# Most cost effective way to run Cable/lines for Dove



## C.J.

I want to run some cables across our fields for Dove season, I was thinking about getting a roll of rubber coated wire, anyone used anything like this that you can get cheap? probably need 300yds


----------



## GLS

The local power company ran dummy lines for free on a buddy's land.  He spent a lot of money installing lines and meters on the rest of the property, etc., and the REA did it gratis.  Five creosoted poles, anchors and two lines of galvanized steel cable stretched across them at zero cost to him.


----------



## coveyrise90

Wow... Your buddy must have spent a lot of money with the power company to  have gotten all of that for free! 

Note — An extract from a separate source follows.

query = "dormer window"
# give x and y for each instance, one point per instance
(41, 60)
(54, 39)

If you get the line ran, please let us know how it work out for you.


----------



## Cabin creek man

We used tv cable wire the type that is on the poles it was a bit less expensive than regular steel guy or copper wire. Had a guy on a 40 foot extension ladder hook it from oak tree to oak tree. Ours has been there for about 8 years now and birds love it.


----------



## C.J.

anyone know where i can buy any of this from?


----------



## oops1

Check a scrap metal yard.. They get stuff like this all the time and may only charge you what they can get for it.


----------



## Curly

Rubber coated wire will not work good.  I may provide the wire for 2 spots on the shoots...If you are not too far away...


----------



## C.J.

we in athens


----------



## jandr1

old power lines, aluminum wire with a steel core, or get electric fencing wire.


----------



## C.J.

anyone know where I can buy this stuff? most scrap metal places dont sell it back to the public


----------



## arrow4u

we have used barbed wire without the barbs. you can get it at tractor supply. tie one end to a tree then run it across the field and go over a tree limb hook a cum-a-long to the other end and tighten it up.


----------



## C.J.

arrow4u said:


> we have used barbed wire without the barbs. you can get it at tractor supply. tie one end to a tree then run it across the field and go over a tree limb hook a cum-a-long to the other end and tighten it up.



that's a good idea, anyone else know where I can get this stuff at?


----------



## TenPtr

I created an artificial dove line in my little 3.5 acre dove field using one of the most cost effective techniques possible.   I purchased 100' of uncoated (key factor) steel cable (3/8"), a few heavy duty screw in grounding anchors, two cable clips and 2 cable thimbles,2 large twist in screw eyes, and a few U nails.  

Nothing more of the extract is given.